新日フィル新日本フィルハーモニー交響楽団 2015/2016 SEASON 新・クラシックへの扉 第54回

2016年4月15日 すみだトリフォニーホール
Reviewed by 藤原聡(Satoshi Fujiwara)
Photos by 林喜代種(Kiyotane Hayashi)

<演奏>
指揮:川瀬賢太郎
ギター:エマヌエーレ・セグレ
メゾ・ソプラノ:藤井美雪
コンサートマスター:西江辰郎

<曲目>
シャブリエ:狂詩曲『スペイン』
フランセ:ギター協奏曲
ファリャ:バレエ音楽『三角帽子』

川瀬賢太郎の実演は初めて聴く。と言うよりも録音でもほとんど聴いたことがない。この俊英の名前はむろんしばらく前から知っており、神奈川フィルを指揮した実演はぜひ聴いてみなければと思いながらも機会を逸していたところに『三角帽子』という魅力的な演目。オケは新日本フィルで悪かろうはずもない。
という訳で平日昼間のすみだトリフォニーホールへと向かう(ちなみに客席は相当埋まっていた。都響も平日昼公演を開始したが、これも売れ行きは好調と聞く。新たな客層を取り込むという意味で有効なのだろう)。

まずは1曲目のシャブリエ:狂詩曲『スペイン』。聴き始めて最初に感じたのは、オケの鳴りっぷりが実によいことだ。これはこのオケとしては必ずしも感じられることではないのでまず掴まれてしまう。フレーズの入りにタメを持たせたり、最後のやり過ぎにならない程度のアッチェレランドなど、豪壮な中に趣味よくまとめたなかなかの名演。確かにセンスのよい指揮者である(余談だが、1984年生まれの若さゆえ、ステージに現れてすぐにやたらとキレの良い身振りで起立を促したり指揮中に思い切りかがんだりと、見た目のインパクトも十分。これも重要なことだ。指揮の身振りだけ大きくてオケが「踊らない」なら問題だが、そうではないようだし)。

2曲目は滅多に演奏されることがないであろうフランセの『ギター協奏曲』。ここでオケの編成は大きく刈り込まれ、10人の弦楽5部にエマヌエーレ・セグレのギター。指揮者も含めて計12人。

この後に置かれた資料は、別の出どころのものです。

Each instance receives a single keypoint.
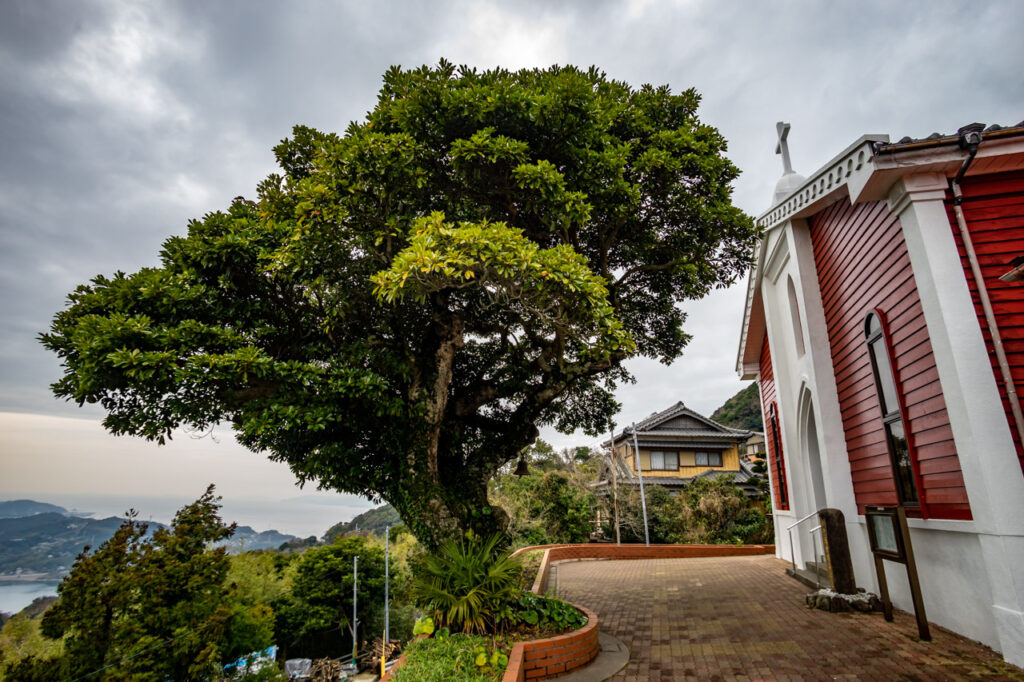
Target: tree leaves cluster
(397, 311)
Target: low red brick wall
(608, 551)
(545, 658)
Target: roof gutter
(970, 138)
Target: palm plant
(469, 585)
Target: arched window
(885, 382)
(776, 442)
(798, 328)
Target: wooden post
(837, 548)
(911, 574)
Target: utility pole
(355, 623)
(614, 481)
(643, 500)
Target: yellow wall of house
(687, 468)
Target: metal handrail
(794, 525)
(793, 552)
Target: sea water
(15, 596)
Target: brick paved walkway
(742, 619)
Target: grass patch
(448, 658)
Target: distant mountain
(19, 508)
(44, 544)
(742, 411)
(246, 539)
(373, 520)
(49, 542)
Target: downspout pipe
(970, 137)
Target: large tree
(399, 309)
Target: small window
(776, 441)
(798, 328)
(664, 461)
(906, 487)
(709, 459)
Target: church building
(885, 325)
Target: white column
(984, 442)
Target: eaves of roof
(865, 170)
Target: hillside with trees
(742, 411)
(373, 520)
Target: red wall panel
(993, 209)
(862, 264)
(767, 384)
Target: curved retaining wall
(555, 553)
(545, 658)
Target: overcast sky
(120, 121)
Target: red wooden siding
(994, 213)
(862, 265)
(767, 383)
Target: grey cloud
(95, 174)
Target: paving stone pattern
(742, 619)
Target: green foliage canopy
(397, 311)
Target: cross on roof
(782, 147)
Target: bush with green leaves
(469, 585)
(446, 657)
(546, 507)
(547, 613)
(315, 619)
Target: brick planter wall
(545, 658)
(607, 551)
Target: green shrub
(469, 586)
(443, 658)
(548, 613)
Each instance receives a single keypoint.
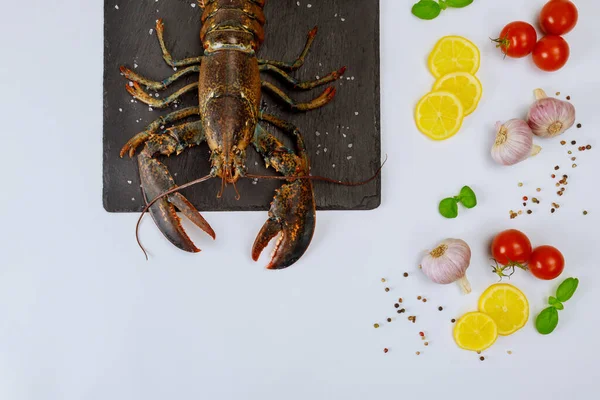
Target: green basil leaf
(426, 9)
(458, 3)
(547, 321)
(449, 208)
(467, 197)
(566, 289)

ギターソロは基本的に単音でシンプルなメロディを奏でるが、それを効果的に生かすには10人の弦楽5部くらいの編成で丁度良い、ということだろう(但し、このホールは当曲には明らかに大き過ぎる)。
その弦楽5部は薄いテクスチュアの中でソロとトゥッティの効果的な対比やピチカート、ハーモニクス奏法など多様な響きが追求され、決して平板になっていないのがさすがに究極の職人フランセだけあるが(筆者はフランセが好きである)、あるいはその作風はストラヴィンスキーの新古典主義時代の作品を思わせもする。セグレのギターソロは、技巧的にはさして聴かせ所のないこの曲で豊富なニュアンスと音色変化を撒き散らし、ともすると退屈しかねない当曲をカラフルに仕上げていたと思う。オケもうまくまとまっていた。
誰の発案かは知らないが、シャブリエとファリャの間にフランセを選んだセンス、素敵ですね。
セグレはアンコールを弾いた。ヴィラ=ロボスの『マズルカ』。この泥臭いようで洗練された曲にはセグレの演奏がジャストフィット。

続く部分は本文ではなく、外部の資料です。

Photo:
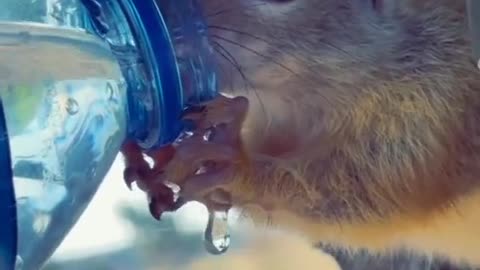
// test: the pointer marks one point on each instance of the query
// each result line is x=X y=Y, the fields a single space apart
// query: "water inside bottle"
x=63 y=92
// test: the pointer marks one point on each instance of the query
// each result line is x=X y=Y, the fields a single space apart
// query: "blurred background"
x=116 y=232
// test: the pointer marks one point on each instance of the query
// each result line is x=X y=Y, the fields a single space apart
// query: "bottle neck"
x=167 y=63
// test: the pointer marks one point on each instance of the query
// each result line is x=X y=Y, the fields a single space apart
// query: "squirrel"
x=354 y=123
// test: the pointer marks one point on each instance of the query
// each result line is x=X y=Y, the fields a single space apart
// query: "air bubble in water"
x=217 y=235
x=72 y=106
x=110 y=92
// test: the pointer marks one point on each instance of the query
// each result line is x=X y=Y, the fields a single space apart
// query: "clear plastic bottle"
x=77 y=79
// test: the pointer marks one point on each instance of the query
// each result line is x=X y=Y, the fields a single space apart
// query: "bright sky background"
x=100 y=229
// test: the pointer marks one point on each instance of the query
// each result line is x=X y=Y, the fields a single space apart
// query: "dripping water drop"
x=72 y=106
x=217 y=235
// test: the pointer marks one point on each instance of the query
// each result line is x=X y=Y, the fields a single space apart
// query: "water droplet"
x=41 y=222
x=217 y=236
x=18 y=263
x=72 y=106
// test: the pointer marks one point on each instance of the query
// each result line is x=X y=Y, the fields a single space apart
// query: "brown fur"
x=366 y=119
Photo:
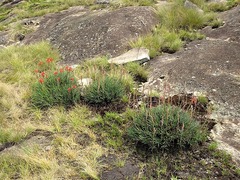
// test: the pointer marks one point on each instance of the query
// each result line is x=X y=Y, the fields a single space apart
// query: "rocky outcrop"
x=80 y=34
x=140 y=55
x=191 y=5
x=210 y=66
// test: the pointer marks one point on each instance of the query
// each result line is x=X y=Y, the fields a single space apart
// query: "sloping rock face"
x=81 y=34
x=210 y=66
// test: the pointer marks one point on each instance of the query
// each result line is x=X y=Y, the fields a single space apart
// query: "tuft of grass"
x=19 y=62
x=178 y=17
x=24 y=164
x=55 y=88
x=135 y=2
x=104 y=91
x=190 y=35
x=165 y=127
x=161 y=40
x=139 y=73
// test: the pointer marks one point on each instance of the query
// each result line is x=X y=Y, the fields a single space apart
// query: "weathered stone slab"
x=81 y=34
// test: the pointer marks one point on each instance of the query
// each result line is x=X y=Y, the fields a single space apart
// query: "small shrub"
x=165 y=127
x=104 y=91
x=190 y=36
x=55 y=88
x=179 y=17
x=137 y=2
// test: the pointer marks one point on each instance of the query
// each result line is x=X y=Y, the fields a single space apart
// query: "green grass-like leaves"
x=165 y=127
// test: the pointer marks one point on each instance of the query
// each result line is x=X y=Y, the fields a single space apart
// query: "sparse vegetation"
x=165 y=127
x=105 y=91
x=137 y=71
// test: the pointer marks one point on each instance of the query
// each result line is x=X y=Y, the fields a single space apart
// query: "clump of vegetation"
x=104 y=91
x=165 y=127
x=136 y=2
x=20 y=61
x=55 y=88
x=137 y=71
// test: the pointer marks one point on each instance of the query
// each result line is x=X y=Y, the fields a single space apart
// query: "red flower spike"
x=43 y=74
x=41 y=80
x=49 y=60
x=194 y=100
x=40 y=63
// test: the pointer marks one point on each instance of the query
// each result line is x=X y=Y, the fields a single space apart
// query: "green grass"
x=137 y=2
x=19 y=62
x=166 y=127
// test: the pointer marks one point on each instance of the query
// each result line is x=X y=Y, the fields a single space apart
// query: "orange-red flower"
x=194 y=100
x=41 y=80
x=49 y=60
x=40 y=63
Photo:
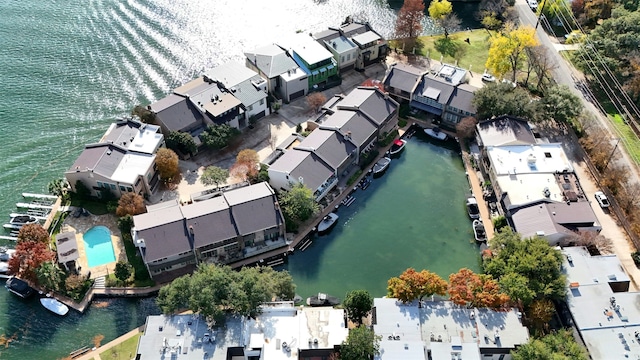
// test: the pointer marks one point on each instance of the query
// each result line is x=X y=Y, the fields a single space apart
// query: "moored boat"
x=381 y=166
x=479 y=232
x=54 y=306
x=397 y=147
x=322 y=299
x=327 y=223
x=436 y=133
x=19 y=287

休憩後にはファリャの『三角帽子』。全曲版というのが嬉しいところだが、序奏からして好調(まあこの序奏は誰が演奏しても恐らくは一気に「持って行かれる」魔力があるとは思うが)。「オレ!」の掛け声はさらに高テンションだと尚良し。
全曲通しての印象は、性格の異なるそれぞれの舞曲を非常にソツなく音楽的にまとめ上げており、それ自体が賞賛に値すると思う。<粉屋の女房の踊り>や<粉屋の踊り>でのダイナミックさはやはり若さゆえのものだと思う一方、<隣人たちの踊り>でのセギディーリャスでは一転して柔らかく優美に流れるような音楽も見事に作る。巧みである。しかし<終幕の踊り>では速いテンポで駆け抜けてしまうのでカタルシスがあまり得られない、とあと一歩、という場面もないではない。しかし総じて、相当にレヴェルの高い演奏だったのは疑う余地がない。

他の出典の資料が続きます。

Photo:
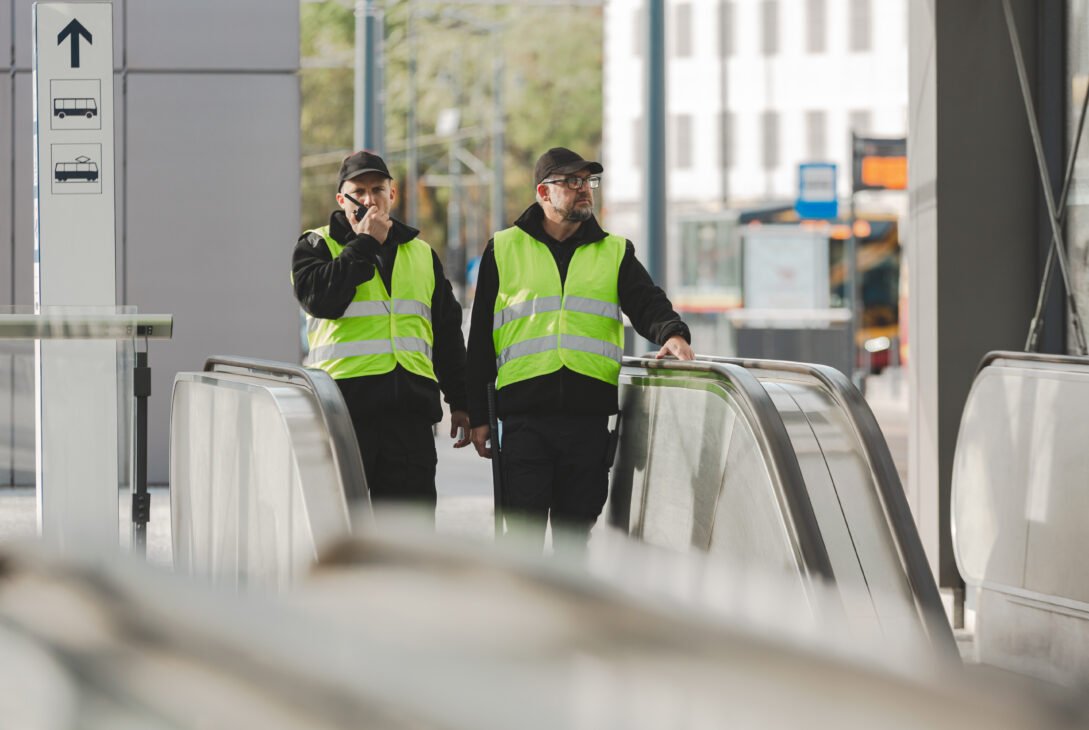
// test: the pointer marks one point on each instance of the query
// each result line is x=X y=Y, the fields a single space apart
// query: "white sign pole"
x=74 y=177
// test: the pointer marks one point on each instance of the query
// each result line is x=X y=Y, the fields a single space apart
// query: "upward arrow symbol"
x=74 y=29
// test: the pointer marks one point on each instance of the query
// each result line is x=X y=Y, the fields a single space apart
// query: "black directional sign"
x=74 y=31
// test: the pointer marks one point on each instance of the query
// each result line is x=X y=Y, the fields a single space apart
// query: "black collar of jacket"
x=531 y=221
x=342 y=233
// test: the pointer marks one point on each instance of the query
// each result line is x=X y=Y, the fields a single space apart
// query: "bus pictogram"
x=81 y=169
x=75 y=107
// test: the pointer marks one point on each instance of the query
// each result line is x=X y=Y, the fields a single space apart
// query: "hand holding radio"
x=369 y=220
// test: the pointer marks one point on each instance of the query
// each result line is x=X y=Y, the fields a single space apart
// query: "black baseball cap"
x=361 y=163
x=561 y=160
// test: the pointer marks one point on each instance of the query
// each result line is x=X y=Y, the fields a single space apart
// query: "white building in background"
x=755 y=87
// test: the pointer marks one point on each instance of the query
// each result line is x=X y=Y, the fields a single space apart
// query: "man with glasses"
x=547 y=328
x=383 y=321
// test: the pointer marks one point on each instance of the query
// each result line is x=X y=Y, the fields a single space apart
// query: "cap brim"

オーケストラのアンコール。「われわれが出来ることは、音楽で癒しや楽しみを皆さんに感じてもらうことです」(大意としてはそういった内容だったと思う)との熊本地震を受けての川瀬のスピーチに続いてプッチーニの『マノン・レスコー』間奏曲。中間部の激情の迸りが強烈で実に真に迫っていた。これにはホール中の聴衆の心が動かされたことと思う。

以上、初の川瀬賢太郎の実演は相当に見事だった。さらに実演を追いたいと思う。